The Russian-based hackers behind last year’s SolarWinds cyberattack were also able to breach email accounts used in the offices of prominent federal prosecutors, according to the Justice Department.
The Associated Press reported Saturday that 80 percent of the Microsoft email accounts used by the four U.S. attorney’s offices in New York were targeted and compromised.
But the attack was much more widespread.
The Justice Department said 27 offices around the country were affected, including three in Florida, three in Pennsylvania, three in Texas, two in California and one in Washington, D.C.
The department said in a statement that it was making information about the breach available so that employees could prevent their accounts from being compromised in the future.
“The Department of Justice understands that when victims make information public about the nature and scope of computer intrusions they suffered, others can use that information to prepare themselves for the next threat,” the statement said.
“To encourage transparency and strengthen homeland resilience, today we are providing additional details about the SolarWinds intrusion in December 2020.”
The department said the hackers are believed to have had access to the accounts beginning in early May of last year.
“The compromised data included all sent, received, and stored emails and attachments found within those accounts,” the statement said.
The department said it is still working to mitigate the damage done by the hackers.

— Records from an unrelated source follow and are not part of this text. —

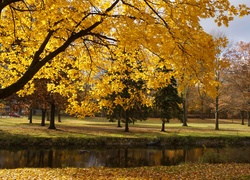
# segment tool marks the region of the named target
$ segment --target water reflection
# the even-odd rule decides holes
[[[0,150],[0,168],[139,167],[190,162],[250,163],[249,154],[250,147]]]

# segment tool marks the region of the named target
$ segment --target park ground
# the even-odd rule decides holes
[[[154,139],[162,145],[249,145],[250,127],[240,120],[220,120],[220,130],[214,130],[213,119],[190,119],[183,127],[177,120],[166,124],[161,132],[161,121],[149,119],[130,124],[130,132],[105,118],[76,119],[64,117],[56,122],[56,130],[40,126],[40,117],[30,124],[27,117],[0,118],[1,147],[119,145],[141,146]],[[140,140],[140,143],[138,142]],[[85,144],[84,144],[85,143]],[[231,145],[230,144],[230,145]],[[250,164],[182,164],[167,167],[138,168],[20,168],[1,169],[0,179],[250,179]]]

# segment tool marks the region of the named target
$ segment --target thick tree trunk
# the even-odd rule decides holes
[[[161,131],[165,132],[165,120],[162,120]]]
[[[245,125],[244,111],[240,111],[241,125]]]
[[[50,103],[50,123],[49,123],[49,129],[56,129],[56,126],[55,126],[55,110],[56,110],[56,107],[55,107],[55,103],[54,102],[51,102]]]
[[[57,117],[58,117],[58,122],[62,122],[61,121],[61,113],[60,113],[61,111],[58,109],[57,110]]]
[[[45,126],[46,109],[42,108],[42,122],[41,126]]]
[[[183,124],[182,124],[182,126],[188,126],[187,125],[187,114],[188,114],[187,100],[186,100],[186,97],[184,97],[183,98]]]
[[[50,121],[50,111],[47,111],[47,121]]]
[[[126,112],[125,112],[125,132],[129,132],[128,123],[129,123],[129,114],[128,114],[128,111],[126,110]]]
[[[247,111],[248,126],[250,126],[250,111]]]
[[[219,130],[219,96],[215,99],[215,130]]]
[[[30,123],[32,123],[32,117],[33,117],[33,114],[32,114],[32,109],[30,109],[29,111],[29,120],[30,120]]]
[[[121,119],[120,119],[120,118],[118,118],[117,127],[122,127],[122,126],[121,126]]]

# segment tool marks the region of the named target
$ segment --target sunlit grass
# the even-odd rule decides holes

President Joe Biden announced via executive order in April that 10 Russian diplomats would be expelled from the U.S. and sanctions against Russia would be put in place over the cyberattack and the country’s alleged interference in the 2020 U.S. presidential election.
“The United States is expelling ten personnel from the Russian diplomatic mission in Washington, DC. The personnel include representatives of Russian intelligence services,” the White House said in a news release.
“Treasury sanctioned 32 entities and individuals carrying out Russian government-directed attempts to influence the 2020 U.S. presidential election, and other acts of disinformation and interference,” the release added.
“This action seeks to disrupt the coordinated efforts of Russian officials, proxies, and intelligence agencies to delegitimize our electoral process. The U.S. government will continue to pursue those who engage in such activity.”
Russia swiftly responded to the expulsions and sanctions, according to the AP.
The day after Biden’s executive action, the Kremlin barred senior American diplomats from entering the country.
Foreign Minister Sergey Lavrov also said Russia would enact “painful measures” against the U.S. at some point in the future.